A fireside chat refers to a relaxed and informal conversation, often held in a cozy setting. It creates a comfortable atmosphere for open dialogue and discussion.

  • For example, “We had a fireside chat about our favorite books and movies.”
  • A podcast might feature fireside chats with influential guests.
  • A company might organize a fireside chat event for employees to discuss workplace culture.

36. Confab

A casual or informal discussion or conversation. “Confab” is a slang term used to refer to a friendly chat or exchange of ideas.

  • For example, “Let’s have a quick confab about the upcoming project.”
  • In a group setting, someone might suggest, “We should all gather for a confab to brainstorm ideas.”
  • A person might say, “I had a great confab with my friend over coffee.”

37. Gabfest

A lively and engaging conversation or discussion. “Gabfest” is a slang term used to describe a long and chatty conversation.

  • For instance, “We had a gabfest last night, talking about everything under the sun.”
  • During a gathering, someone might say, “Let’s have a gabfest and catch up on each other’s lives.”
  • A person might share, “I had a wonderful gabfest with my best friend over the phone.”

38. Gossip sesh

A session or gathering where people engage in sharing or discussing rumors, usually about other people. “Gossip sesh” is a slang term used to describe a conversation focused on gossip or hearsay.

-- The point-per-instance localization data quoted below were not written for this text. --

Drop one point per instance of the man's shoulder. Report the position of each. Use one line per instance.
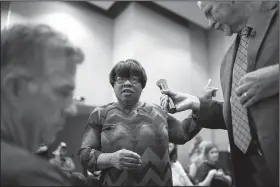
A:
(25, 168)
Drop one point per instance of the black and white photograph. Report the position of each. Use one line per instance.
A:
(140, 93)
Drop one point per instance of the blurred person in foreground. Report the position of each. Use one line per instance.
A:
(250, 83)
(66, 164)
(38, 67)
(179, 176)
(211, 162)
(128, 140)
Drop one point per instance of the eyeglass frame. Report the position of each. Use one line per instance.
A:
(127, 78)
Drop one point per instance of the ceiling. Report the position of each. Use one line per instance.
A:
(186, 9)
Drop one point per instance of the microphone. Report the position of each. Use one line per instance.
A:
(162, 84)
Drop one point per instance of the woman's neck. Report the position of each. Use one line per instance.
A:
(129, 106)
(211, 162)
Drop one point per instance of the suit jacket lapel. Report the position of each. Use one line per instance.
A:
(260, 23)
(226, 82)
(229, 62)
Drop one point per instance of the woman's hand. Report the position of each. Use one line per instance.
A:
(212, 172)
(126, 160)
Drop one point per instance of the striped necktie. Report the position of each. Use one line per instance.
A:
(241, 129)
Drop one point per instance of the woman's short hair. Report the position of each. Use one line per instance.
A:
(128, 68)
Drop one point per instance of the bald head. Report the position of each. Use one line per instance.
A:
(25, 47)
(227, 16)
(38, 70)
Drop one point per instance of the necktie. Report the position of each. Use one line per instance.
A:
(241, 129)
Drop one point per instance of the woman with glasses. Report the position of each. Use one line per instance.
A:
(128, 140)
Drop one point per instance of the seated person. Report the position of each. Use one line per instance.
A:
(211, 156)
(180, 177)
(38, 67)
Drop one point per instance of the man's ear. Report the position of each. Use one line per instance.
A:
(15, 85)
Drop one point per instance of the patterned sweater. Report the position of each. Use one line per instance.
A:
(146, 130)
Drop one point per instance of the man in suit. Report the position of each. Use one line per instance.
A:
(38, 67)
(250, 83)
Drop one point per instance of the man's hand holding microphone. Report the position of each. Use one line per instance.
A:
(184, 101)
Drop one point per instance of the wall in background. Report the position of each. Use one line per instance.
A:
(166, 50)
(186, 57)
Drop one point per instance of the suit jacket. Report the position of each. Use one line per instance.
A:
(263, 50)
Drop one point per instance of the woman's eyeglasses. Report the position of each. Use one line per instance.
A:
(132, 79)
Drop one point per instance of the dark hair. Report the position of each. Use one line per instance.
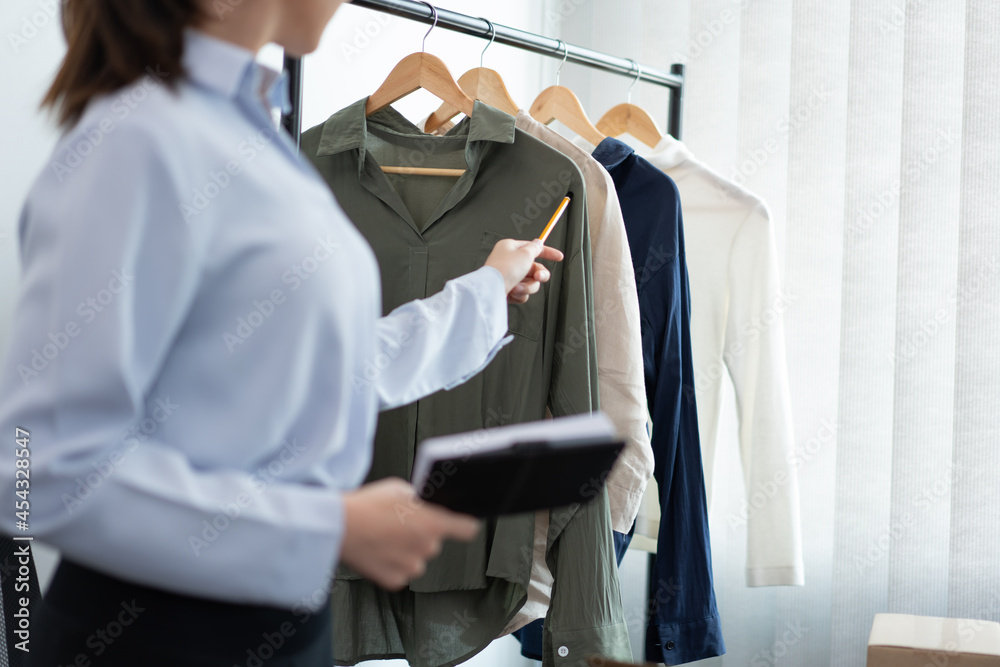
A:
(111, 43)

  • For example, “We had a gossip sesh during lunch, talking about the latest scandals.”
  • In a friendly setting, someone might say, “Let’s have a gossip sesh and spill the tea on what’s happening.”
  • A person might share, “I overheard a juicy gossip sesh at the office today.”

39. Palaver

A lengthy or prolonged discussion, often characterized by idle or trivial talk. “Palaver” is a slang term used to describe a conversation that may be seen as unnecessary or unproductive.

  • For instance, “We had a palaver about the weather, wasting time instead of getting work done.”
  • During a social gathering, someone might suggest, “Let’s avoid palaver and focus on meaningful discussions.”
  • A person might say, “I had a palaver with my neighbor about the neighborhood issues.”

40. Tattle

The act of reporting or revealing information, especially about someone else’s actions or behavior. “Tattle” is a slang term used to describe the act of sharing information or gossip, often in a negative or disapproving context.

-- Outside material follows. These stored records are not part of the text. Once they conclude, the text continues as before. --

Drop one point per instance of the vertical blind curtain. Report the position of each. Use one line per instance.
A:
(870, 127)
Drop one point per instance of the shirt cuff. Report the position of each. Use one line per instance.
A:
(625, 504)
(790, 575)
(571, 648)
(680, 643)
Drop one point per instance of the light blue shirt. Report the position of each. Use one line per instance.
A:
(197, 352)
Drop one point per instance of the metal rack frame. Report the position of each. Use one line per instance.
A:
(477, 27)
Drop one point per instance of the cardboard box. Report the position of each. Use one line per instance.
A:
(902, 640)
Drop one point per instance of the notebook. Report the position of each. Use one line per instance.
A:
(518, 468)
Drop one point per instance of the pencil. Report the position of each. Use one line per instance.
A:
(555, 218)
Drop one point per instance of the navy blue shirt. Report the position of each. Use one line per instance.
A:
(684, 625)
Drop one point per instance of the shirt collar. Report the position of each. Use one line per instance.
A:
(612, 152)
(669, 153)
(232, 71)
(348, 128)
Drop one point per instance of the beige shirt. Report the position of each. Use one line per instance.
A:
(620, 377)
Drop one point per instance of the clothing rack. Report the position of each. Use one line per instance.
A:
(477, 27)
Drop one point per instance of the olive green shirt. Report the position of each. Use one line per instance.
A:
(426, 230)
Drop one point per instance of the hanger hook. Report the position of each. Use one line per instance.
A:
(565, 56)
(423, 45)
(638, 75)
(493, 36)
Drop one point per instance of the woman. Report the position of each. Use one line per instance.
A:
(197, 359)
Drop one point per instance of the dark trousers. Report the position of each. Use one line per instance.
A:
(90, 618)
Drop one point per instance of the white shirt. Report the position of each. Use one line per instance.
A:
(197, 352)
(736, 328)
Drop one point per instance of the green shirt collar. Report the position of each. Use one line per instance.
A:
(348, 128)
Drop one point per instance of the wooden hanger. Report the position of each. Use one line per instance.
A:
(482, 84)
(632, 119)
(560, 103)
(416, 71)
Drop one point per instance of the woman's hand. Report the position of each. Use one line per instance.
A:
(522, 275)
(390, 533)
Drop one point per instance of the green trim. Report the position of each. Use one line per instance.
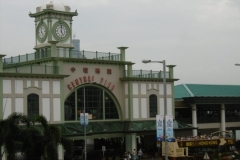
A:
(94, 61)
(42, 39)
(127, 127)
(33, 87)
(147, 79)
(67, 30)
(152, 89)
(52, 11)
(32, 75)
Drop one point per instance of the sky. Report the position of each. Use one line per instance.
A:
(200, 37)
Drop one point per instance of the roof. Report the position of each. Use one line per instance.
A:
(56, 5)
(206, 90)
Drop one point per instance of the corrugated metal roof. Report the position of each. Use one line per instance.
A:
(206, 90)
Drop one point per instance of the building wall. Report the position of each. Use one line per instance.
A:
(16, 90)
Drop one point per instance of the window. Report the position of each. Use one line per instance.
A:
(153, 105)
(97, 103)
(33, 105)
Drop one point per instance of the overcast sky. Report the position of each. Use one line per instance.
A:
(200, 37)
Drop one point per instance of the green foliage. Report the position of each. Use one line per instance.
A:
(37, 137)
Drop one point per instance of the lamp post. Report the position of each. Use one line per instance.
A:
(84, 122)
(165, 101)
(84, 111)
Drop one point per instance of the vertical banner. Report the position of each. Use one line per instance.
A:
(86, 119)
(160, 130)
(169, 128)
(82, 119)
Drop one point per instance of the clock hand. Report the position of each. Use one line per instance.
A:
(61, 30)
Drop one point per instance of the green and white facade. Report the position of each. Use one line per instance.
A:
(120, 101)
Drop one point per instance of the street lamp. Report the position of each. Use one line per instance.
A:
(165, 100)
(84, 111)
(84, 122)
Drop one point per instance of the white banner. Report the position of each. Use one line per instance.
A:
(159, 127)
(169, 127)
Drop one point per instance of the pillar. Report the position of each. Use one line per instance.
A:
(4, 155)
(194, 118)
(53, 48)
(130, 94)
(223, 123)
(170, 68)
(131, 142)
(122, 53)
(1, 86)
(60, 152)
(1, 62)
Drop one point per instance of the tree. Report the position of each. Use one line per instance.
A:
(11, 133)
(38, 138)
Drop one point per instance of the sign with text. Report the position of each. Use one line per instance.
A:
(205, 143)
(160, 128)
(84, 119)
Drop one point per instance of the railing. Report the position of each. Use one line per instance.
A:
(209, 119)
(33, 69)
(146, 74)
(63, 53)
(185, 120)
(92, 55)
(18, 59)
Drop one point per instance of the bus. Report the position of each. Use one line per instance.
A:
(200, 147)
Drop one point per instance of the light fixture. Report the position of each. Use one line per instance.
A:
(165, 100)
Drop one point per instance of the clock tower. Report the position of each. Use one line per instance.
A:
(53, 30)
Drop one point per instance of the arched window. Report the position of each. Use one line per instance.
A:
(98, 104)
(32, 105)
(153, 105)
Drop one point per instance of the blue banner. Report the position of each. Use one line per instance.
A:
(169, 128)
(160, 127)
(82, 119)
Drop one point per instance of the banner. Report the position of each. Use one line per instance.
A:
(169, 128)
(82, 119)
(160, 130)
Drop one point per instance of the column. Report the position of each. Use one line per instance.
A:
(130, 94)
(194, 118)
(223, 122)
(1, 87)
(60, 152)
(131, 142)
(170, 68)
(4, 155)
(53, 48)
(1, 62)
(122, 53)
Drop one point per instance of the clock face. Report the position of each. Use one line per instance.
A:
(61, 31)
(42, 31)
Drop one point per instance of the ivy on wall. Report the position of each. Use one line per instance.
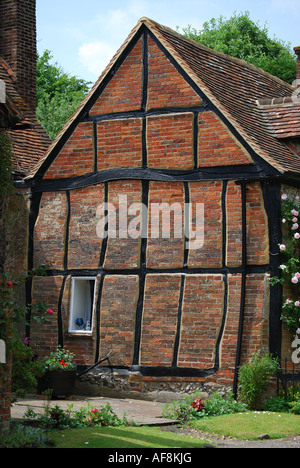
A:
(290, 266)
(6, 186)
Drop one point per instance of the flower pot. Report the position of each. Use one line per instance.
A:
(60, 382)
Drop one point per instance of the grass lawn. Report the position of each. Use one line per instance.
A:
(248, 426)
(122, 437)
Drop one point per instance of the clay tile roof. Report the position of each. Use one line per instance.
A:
(234, 86)
(231, 85)
(283, 117)
(28, 137)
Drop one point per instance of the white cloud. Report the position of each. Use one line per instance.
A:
(95, 56)
(109, 31)
(291, 6)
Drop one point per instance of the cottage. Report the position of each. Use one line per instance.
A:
(28, 141)
(157, 210)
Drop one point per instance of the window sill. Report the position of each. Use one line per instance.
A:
(80, 333)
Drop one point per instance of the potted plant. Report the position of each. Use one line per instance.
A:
(60, 374)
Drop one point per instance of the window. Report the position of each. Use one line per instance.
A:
(82, 305)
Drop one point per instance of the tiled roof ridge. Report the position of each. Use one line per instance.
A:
(175, 44)
(236, 60)
(278, 102)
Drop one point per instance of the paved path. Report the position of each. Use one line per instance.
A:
(140, 411)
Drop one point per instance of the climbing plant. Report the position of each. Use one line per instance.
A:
(6, 186)
(290, 266)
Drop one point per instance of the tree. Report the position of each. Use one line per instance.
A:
(241, 37)
(58, 94)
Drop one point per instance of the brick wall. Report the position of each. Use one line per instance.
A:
(5, 395)
(18, 44)
(161, 306)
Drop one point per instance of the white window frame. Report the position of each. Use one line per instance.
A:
(73, 328)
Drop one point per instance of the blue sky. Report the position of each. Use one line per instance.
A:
(84, 35)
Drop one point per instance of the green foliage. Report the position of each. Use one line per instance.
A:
(5, 164)
(26, 370)
(58, 94)
(57, 418)
(60, 360)
(6, 186)
(241, 37)
(277, 404)
(24, 437)
(285, 402)
(290, 268)
(253, 379)
(216, 405)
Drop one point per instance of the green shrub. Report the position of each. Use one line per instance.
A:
(253, 379)
(216, 405)
(57, 418)
(22, 436)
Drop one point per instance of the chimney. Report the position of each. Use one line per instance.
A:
(297, 52)
(18, 45)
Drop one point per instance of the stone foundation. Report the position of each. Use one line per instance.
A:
(134, 385)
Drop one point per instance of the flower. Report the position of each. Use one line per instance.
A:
(60, 360)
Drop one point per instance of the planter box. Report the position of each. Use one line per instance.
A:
(60, 382)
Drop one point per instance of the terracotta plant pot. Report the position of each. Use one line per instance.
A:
(60, 382)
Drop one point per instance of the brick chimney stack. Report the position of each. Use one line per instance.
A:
(297, 52)
(18, 44)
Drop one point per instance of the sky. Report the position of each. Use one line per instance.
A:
(84, 35)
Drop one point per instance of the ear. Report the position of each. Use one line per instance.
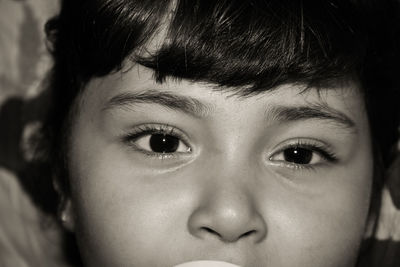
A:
(66, 213)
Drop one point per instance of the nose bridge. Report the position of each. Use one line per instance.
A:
(228, 208)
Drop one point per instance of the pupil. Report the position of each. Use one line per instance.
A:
(162, 143)
(298, 155)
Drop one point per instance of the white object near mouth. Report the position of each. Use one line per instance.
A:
(206, 264)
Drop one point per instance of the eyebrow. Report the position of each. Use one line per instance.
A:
(196, 108)
(166, 99)
(311, 111)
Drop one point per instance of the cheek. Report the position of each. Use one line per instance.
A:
(325, 230)
(123, 214)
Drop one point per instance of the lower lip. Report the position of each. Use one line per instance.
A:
(206, 264)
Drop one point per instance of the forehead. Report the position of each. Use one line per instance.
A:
(345, 95)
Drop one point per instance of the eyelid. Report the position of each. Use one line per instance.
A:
(142, 130)
(324, 150)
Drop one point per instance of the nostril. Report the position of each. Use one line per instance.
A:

  • For example, “Stop tattling on your classmates and focus on your own work.”
  • In a school setting, someone might say, “Nobody likes a tattletale who always tattles on others.”
  • A person might caution, “Be careful with tattling, as it can damage relationships and trust.”

41. Natter

Natter refers to engaging in casual and light-hearted conversation or chit-chat. It is often used to describe informal discussions or small talk.

  • For example, during a lunch break, coworkers might natter about their weekend plans.
  • In a social gathering, people might natter about the latest gossip or news.
  • During a phone call with a friend, one might natter about their day and share updates.

42. Schmooze

Schmooze refers to engaging in friendly and flattering conversation, often with the intention of gaining favor or networking. It involves making small talk and building rapport with others.

  • For instance, at a networking event, individuals might schmooze with potential clients or business partners.
  • In a professional setting, someone might schmooze with their boss to improve their chances of a promotion.
  • During a social event, individuals might schmooze with influential people to expand their social circle.